Take steps to reduce dog anxiety
Huskies are pack animals by nature and need to be a part of a group. They will do best in a home with humans and other canine companions. If you are willing to spend time training your husky and taking them out for exercise, they will make an excellent addition to any family.
When left alone for extended periods, huskies are likely to engage in destructive behavior. If you can’t be home with your husky all the time, consider hiring a dog walker or getting a pet sitter.
Take your husky for long walks regularly. The walks should be about an hour long and at least twice per day. If your dog has a leash or harness, it should be put on before you leave the house so that he or she does not have to wait for you to do so when you get home from work or school.
If you have a fenced-in yard, let them run free in it as much as possible while you are home with them. Be sure there are no holes in the fence where they could escape and make sure there is nothing dangerous in their yard that could hurt them (e.g., pool covers). If you do not have an enclosed yard, take them out for plenty of daily walks so they get plenty of mental and physical stimulation.
Another remedy is to try aromatherapy. Huskies have highly sensitive noses and we’ve found that certain smells have a calming effect on them. Try rubbing a drop or two of lavender essential oil on the back of their collar. Lavender is very calming and has been known to reduce stress and anxiety in humans and pets.

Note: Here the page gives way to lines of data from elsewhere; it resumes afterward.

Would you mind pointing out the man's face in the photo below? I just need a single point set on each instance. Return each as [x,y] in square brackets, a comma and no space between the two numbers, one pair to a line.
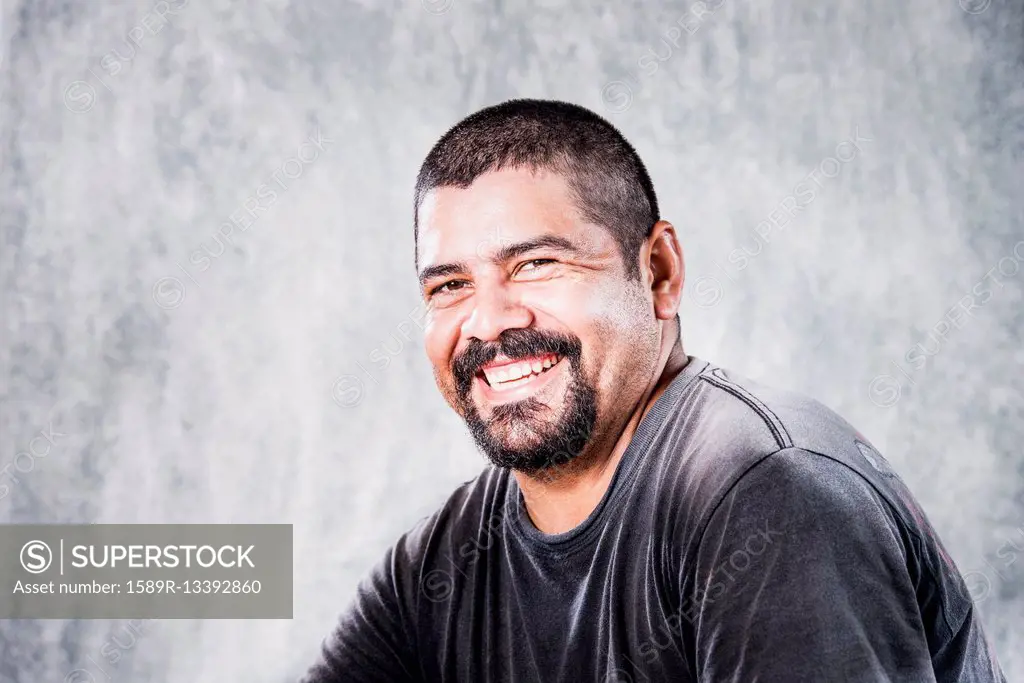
[537,337]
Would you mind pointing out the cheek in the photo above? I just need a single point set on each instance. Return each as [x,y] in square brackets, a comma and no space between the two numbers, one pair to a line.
[439,338]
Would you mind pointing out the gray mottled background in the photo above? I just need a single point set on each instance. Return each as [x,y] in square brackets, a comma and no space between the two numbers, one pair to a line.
[276,375]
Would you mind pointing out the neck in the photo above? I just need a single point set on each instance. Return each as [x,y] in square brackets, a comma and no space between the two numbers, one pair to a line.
[559,499]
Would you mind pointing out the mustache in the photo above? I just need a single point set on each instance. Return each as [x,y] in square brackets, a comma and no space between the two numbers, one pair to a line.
[515,343]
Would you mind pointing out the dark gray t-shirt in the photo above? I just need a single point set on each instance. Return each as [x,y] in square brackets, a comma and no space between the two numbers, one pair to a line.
[749,535]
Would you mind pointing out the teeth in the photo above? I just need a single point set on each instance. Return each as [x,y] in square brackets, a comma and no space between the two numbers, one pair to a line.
[519,371]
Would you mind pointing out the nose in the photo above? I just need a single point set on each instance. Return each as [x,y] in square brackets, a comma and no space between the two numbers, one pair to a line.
[495,311]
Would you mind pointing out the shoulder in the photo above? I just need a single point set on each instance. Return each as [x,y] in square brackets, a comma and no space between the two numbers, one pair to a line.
[473,508]
[729,423]
[737,437]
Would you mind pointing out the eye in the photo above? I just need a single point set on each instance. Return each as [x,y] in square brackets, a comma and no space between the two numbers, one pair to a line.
[450,286]
[534,264]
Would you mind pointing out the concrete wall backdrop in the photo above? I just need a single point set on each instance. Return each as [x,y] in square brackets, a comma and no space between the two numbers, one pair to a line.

When you try aromatherapy for the first time, monitor your husky closely to make sure they do not have a negative reaction to the oils used. Some huskies may experience skin irritation, or they may become overstimulated by the strong scent of the oil.
How to help your Husky get over separation anxiety
There are several reasons why a husky might be overly anxious. It could be the result of genetics, being abandoned or abused by someone who was supposed to care for it, or it may just be a learned behavior that has become a habit. In any case, there are steps you can take to help your dog overcome this condition.
- Some huskies get separation anxiety if they have been left alone too much or for too long. If this is the case with your husky, try to find alternative ways for your dog to occupy themself during the day such as providing new toys.
- Don’t make a big deal when you are leaving or coming back into the house. Your husky will be much more relaxed if it knows that you are coming back and that there is no need to panic.
- Try getting your husky comfortable with being alone. If your puppy has been crated or confined in a room, it may not know how to be alone. Start by leaving it in the room for short periods, gradually increasing the amount of time until it is comfortable being alone for 20 minutes or so at a time. It might seem like a small interval but from there you can easily train for longer periods of time!
- Try training your husky for leaving scenarios. When you leave the house, say “Bye” and your dog’s name as you walk out the door. Then go wait outside for a little while and come back in a few minutes. Repeat this process, increasing the length of time each time you leave until your husky is comfortable with you being gone for short periods.
- Make sure your husky gets enough exercise before leaving the house so that it’s tired and less likely to have energy left over when you return home from work later in the day (or evening). This will also help keep it calm while you’re gone since exercise releases endorphins into your dog’s bloodstream that help reduce stress-related anxiety.
Siberian huskies make excellent family pets and are great with kids, but they need training and proper care in order to thrive in their new homes. If your husky is experiencing separation anxiety, spend some time thinking about what the cause is to help better address the situation.